# Gràfica de barras con formato de arbol



## Carlos Vargas (May 19, 2002)

Por favor me puedes ayudar para hacer una gràfica de barras horizontal donde el eje de las x este en el centro, de tal manera que la gràfica se ve como un àrbol, con 2 series de datos a ambos lados del eje?
Gracias de antemano por su atenciòn
Carlos Vargas


----------



## Juan Pablo González (May 19, 2002)

> On 2002-05-19 19:42, Carlos Vargas wrote:
> Por favor me puedes ayudar para hacer una gràfica de barras horizontal donde el eje de las x este en el centro, de tal manera que la gràfica se ve como un àrbol, con 2 series de datos a ambos lados del eje?
> Gracias de antemano por su atenciòn
> Carlos Vargas



No entiendo, cómo así como un árbol ?  lo único que puedo decir que se parece a un árbol es un gráfico polar... pero no se si sea esto...

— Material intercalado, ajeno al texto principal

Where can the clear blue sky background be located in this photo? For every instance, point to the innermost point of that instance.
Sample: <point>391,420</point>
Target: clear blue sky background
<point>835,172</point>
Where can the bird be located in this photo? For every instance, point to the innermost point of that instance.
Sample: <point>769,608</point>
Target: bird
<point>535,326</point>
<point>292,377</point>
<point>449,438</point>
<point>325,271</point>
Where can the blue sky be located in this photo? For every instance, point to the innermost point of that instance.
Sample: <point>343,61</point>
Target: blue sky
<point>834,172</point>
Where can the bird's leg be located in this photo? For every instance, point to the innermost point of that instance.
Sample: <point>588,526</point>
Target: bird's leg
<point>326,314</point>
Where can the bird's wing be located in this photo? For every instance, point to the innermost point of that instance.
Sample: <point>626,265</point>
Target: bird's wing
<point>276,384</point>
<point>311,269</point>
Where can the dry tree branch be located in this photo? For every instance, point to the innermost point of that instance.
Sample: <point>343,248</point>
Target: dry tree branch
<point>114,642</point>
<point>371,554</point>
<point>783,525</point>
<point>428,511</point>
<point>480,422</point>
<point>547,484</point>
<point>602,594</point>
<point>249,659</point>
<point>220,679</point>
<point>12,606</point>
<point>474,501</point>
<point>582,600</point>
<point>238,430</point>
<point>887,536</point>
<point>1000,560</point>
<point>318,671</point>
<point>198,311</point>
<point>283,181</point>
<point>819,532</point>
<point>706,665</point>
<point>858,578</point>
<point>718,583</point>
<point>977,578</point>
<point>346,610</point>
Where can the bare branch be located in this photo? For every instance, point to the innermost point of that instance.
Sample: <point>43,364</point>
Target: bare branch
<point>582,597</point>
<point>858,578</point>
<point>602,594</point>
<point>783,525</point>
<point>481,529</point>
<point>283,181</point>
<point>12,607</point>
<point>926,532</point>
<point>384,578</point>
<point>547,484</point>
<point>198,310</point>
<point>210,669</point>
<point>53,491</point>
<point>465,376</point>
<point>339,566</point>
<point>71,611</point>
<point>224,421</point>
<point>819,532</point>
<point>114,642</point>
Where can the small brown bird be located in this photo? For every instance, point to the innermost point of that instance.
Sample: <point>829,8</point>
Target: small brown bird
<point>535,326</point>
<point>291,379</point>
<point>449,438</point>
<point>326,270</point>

Uno, por si acaso es esto, puede determinar el punto de cruce del eje Y con el eje X, para esto hay que hacer doble click en el eje X, escoger "Escala", y cambiar el punto donde dice:

"Eje de valores (Y) cruza en categoría número:"... esto queda mejor cuando el número de datos (O categorías) es par.


----------